The study, by an Oxford University team, monitored the travel patterns of nearly 500 people in Oxfordshire over a year. They excluded business travel.
They found aviation was the biggest single source of greenhouse gases emitted by the sample. It is responsible for 47.7% of emissions, followed closely by car use which is responsible for 44.7%. All other forms of transport including rail, bus, and ferries only account for 7.6% of total emissions.
These figures do not take account of the additional warming caused by aviation emissions. The Intergovernmental Panel on Climate Change has estimated that the release of emissions and water vapour high in the atmosphere results in radiative forcing between two and four times higher than aviation’s carbon dioxide emissions alone.
When the Oxford team applied a radiative forcing factor of 2.9 to the aviation emissions, it found that its share of climate impacts increased to 70.4%. Travel by car accounted for just over a quarter of emissions and all other sources combined were responsible for less than 5%.
The average climate impact from the sample was equivalent to 5.25 tonnes of CO2. But the researchers found that a few high emitters were responsible for the lion’s share.
The top 20% of emitters were responsible for over 61% of emissions and emitted an average of over 16tCO2e. The bottom 20% were responsible for less than 1% and had average emissions of just 0.2tCO2e. Most of the rest of the sample emitted between 1-3tCO2e. This pattern was the same across all modes of transport with a small number of people emitting far more than the rest of the sample.
The study found that people on higher incomes tended to have higher emissions and average emissions from high income groups were 11.2tCO2e - twice as high as the sample as a whole. The top 10% of emitters were responsible for 19.2tCO2e of emissions from their flying alone.
Conversely, lower income groups like pensioners tended to emit less than average.

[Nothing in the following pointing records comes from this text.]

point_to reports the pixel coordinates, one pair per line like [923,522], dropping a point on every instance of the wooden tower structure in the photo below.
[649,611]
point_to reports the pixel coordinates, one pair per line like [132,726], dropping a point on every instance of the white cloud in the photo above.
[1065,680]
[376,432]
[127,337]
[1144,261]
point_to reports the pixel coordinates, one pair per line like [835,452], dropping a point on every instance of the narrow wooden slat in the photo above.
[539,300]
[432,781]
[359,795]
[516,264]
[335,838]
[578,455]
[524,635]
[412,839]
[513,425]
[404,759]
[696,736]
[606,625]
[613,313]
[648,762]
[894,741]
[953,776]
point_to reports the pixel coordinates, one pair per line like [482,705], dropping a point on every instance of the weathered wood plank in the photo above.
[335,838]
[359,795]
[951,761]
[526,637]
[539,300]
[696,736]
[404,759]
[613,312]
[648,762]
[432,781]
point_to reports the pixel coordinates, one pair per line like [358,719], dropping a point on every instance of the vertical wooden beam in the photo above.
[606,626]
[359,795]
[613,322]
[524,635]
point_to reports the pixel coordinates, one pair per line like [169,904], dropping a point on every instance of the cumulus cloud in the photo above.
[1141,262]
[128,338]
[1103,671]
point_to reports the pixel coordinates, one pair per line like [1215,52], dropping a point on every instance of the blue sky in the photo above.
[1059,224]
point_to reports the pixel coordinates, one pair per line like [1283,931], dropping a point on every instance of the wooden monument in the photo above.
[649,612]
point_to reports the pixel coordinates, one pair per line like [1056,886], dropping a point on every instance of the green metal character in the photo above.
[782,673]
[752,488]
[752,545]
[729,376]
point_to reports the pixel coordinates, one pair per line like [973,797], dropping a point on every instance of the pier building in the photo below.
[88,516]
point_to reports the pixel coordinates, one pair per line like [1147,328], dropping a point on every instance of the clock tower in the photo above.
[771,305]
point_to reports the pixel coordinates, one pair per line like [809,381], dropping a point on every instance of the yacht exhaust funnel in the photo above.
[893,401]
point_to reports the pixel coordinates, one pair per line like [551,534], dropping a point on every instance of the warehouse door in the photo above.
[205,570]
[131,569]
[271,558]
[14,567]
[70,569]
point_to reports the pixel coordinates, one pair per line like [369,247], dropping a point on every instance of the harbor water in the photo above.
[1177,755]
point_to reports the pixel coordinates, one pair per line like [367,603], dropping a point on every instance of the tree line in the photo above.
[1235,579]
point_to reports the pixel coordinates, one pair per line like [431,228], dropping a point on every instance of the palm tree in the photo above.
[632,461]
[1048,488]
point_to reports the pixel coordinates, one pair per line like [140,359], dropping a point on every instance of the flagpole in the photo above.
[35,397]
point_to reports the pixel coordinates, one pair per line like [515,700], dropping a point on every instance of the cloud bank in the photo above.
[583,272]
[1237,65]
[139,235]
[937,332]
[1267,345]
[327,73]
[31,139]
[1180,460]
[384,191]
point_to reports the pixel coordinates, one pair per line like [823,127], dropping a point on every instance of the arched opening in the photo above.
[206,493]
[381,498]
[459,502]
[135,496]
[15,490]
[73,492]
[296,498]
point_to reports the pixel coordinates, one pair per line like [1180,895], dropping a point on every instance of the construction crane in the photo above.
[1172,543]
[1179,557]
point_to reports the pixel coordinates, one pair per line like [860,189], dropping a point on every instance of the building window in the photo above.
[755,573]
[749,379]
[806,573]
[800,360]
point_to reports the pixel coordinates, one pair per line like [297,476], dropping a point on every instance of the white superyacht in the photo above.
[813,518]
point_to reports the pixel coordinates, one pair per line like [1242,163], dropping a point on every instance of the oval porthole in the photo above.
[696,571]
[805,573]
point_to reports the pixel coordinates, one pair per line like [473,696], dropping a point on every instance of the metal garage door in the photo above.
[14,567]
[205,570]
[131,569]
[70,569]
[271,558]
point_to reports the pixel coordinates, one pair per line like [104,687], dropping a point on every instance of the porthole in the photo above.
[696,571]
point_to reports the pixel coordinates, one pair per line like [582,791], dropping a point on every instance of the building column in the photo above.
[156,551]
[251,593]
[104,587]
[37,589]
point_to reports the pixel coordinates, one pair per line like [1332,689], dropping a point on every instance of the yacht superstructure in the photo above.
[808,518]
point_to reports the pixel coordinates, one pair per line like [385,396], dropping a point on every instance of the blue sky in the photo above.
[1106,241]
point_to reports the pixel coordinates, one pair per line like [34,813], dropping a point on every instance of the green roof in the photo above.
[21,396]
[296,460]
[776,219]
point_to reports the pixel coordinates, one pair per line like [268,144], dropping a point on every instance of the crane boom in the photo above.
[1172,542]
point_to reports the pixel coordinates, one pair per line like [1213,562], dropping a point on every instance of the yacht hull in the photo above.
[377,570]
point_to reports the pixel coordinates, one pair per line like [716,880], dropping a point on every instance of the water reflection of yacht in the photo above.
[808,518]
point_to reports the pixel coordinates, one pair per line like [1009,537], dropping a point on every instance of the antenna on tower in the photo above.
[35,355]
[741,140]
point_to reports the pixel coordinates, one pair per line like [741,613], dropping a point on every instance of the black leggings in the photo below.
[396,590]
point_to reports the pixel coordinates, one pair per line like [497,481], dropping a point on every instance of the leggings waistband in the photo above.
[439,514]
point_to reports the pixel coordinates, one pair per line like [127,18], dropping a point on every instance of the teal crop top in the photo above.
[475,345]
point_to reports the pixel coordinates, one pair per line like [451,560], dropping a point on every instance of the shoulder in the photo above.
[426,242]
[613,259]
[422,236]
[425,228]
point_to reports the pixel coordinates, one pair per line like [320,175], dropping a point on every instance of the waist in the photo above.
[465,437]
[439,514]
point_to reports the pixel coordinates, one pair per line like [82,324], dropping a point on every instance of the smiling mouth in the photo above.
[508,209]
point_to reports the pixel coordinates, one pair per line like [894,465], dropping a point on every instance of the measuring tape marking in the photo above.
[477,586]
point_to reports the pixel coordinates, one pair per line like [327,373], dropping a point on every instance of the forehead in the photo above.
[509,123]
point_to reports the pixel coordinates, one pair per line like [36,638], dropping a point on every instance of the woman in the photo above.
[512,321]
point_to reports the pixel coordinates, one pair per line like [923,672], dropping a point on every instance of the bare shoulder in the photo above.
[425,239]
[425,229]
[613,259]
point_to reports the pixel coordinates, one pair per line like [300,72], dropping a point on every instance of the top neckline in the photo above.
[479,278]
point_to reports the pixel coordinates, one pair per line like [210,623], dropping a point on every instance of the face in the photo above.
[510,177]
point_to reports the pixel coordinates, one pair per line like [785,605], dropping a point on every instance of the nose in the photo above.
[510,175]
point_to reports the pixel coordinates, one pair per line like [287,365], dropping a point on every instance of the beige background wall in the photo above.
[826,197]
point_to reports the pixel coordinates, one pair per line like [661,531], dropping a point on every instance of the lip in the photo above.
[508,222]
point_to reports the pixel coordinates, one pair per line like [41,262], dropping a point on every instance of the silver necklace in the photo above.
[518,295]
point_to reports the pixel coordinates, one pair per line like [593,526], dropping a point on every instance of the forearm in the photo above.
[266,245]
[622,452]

The figures, particularly for car and air travel, matched well with national datasets suggesting that just a few travellers could be responsible for most of the UK’s transport emissions. This could have implications for government attempts to rein in transport emissions.
The study suggests that incremental rises in green taxes will do little to reduce car use and flying because the worst polluters will be able to absorb the modest price increases they represent.
"The doubling of the air passenger duty we saw recently won’t do anything," said Christian Brand, one of the researchers behind the report. "The only way to reduce demand [for flying] is to increase it a lot so that prices are closer to where they were in the 1980s."
He thinks that a better approach would be to target measures at high emitting groups to persuade them to change their transport behaviour.
"Individualised marketing, and providing information to households who might change their behaviour is resource-intensive, but very effective," said Dr Brand. "Projects have been running in the States for 10-15 years and have achieved a modal shift of 10-15%. In terms of carbon that’s a huge effect."
The paper also makes a strong case for personal carbon allowances as floated by Environment Secretary David Miliband last year (ENDS Report 383, p 13 ). This would not only raise awareness among high emitters, but would also benefit less well-off groups.